Well its been a long day today.
Been up since 6.00am. Things can only get better in a few days lol.
My mind has been wondering again today and also being probed by someone for my intimate thoughts however they have not been about my usual gutter press mind this time.
It has been a serious subject very close to my heart. Any way enough of that I don't want to be good and do the right thing anymore I want to do something for me and myself.
Time will tell I suppose how things will turn out over the space of the next few months. I might have a meet but things have went really quite on that front so I am thinking I may not have one after all for some reason. I think I may be ditched for a better model perhaps with no hang ups possibly. It is one of these things it would be great to happen but terrible if it was know widley with disatrous consiquences really for my life.

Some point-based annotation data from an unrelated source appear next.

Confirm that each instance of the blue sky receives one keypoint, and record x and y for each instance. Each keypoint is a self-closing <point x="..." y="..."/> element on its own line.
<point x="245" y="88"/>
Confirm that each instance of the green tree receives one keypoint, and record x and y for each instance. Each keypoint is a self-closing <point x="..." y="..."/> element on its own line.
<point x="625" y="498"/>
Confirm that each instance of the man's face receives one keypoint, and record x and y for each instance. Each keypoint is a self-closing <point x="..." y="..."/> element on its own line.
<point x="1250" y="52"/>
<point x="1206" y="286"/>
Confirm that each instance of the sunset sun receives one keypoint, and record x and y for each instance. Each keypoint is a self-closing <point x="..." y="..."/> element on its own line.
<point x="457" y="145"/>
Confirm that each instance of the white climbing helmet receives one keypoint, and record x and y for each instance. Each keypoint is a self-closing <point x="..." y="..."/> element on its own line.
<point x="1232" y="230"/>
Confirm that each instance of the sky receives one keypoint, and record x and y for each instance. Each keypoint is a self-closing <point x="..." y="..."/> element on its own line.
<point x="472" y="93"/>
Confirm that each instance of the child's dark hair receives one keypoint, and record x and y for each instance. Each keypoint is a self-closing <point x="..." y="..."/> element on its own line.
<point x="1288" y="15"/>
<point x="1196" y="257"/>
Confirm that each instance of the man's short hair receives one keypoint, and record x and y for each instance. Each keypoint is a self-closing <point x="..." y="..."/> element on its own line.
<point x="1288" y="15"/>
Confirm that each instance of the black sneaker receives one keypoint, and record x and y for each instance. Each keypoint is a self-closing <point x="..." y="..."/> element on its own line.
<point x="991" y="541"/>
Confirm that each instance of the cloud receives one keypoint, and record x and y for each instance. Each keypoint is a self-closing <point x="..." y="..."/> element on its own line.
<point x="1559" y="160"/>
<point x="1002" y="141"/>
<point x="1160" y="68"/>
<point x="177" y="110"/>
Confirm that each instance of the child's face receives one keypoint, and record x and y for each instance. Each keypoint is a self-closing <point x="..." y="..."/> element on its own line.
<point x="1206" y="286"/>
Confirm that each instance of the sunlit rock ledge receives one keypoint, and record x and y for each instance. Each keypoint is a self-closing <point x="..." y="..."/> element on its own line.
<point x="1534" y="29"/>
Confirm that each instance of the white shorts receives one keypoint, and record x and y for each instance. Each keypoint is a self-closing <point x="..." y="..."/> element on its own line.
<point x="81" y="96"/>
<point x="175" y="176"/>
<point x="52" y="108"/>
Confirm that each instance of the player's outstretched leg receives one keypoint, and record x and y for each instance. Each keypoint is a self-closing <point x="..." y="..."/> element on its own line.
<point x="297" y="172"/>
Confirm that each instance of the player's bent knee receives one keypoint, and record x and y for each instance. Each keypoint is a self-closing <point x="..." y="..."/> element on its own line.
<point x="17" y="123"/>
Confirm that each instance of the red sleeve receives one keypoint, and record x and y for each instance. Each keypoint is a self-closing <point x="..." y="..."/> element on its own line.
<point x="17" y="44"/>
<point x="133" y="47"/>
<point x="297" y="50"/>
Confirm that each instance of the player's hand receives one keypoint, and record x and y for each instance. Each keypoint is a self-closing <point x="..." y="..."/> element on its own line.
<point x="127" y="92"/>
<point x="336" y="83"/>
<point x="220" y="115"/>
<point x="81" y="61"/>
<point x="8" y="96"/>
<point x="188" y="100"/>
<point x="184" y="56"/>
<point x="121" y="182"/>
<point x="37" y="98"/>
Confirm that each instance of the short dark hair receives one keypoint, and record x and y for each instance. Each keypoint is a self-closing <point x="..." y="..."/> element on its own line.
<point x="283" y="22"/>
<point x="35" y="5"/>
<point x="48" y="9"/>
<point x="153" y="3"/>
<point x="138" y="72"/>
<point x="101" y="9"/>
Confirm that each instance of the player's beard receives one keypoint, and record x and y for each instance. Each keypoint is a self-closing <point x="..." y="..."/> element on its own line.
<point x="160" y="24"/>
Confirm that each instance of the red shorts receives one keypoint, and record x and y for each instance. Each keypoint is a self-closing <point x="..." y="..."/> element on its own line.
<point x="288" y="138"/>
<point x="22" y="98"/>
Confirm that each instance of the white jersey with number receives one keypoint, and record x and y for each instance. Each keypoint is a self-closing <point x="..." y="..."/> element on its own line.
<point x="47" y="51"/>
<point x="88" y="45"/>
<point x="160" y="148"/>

Listen to me rambling on. I tend to vist all differnet avenues and add things up and come up with the wrong answers. Which is not suprising as my maths is as good as my spelling!!!
What will be will be...
Deep down I want to have this fun but am really scared of the results it could go either way. I may want more and more and then again I may run a mile and think life is good as it is. (but it is not complete as it is)
I have tended to throw myself into my work again which is not healthy giving all these free hours to the company cause if I am here I am also thinking of work or plugging away at it in between reads of blogs.
Again I am worried but not sure what of!!!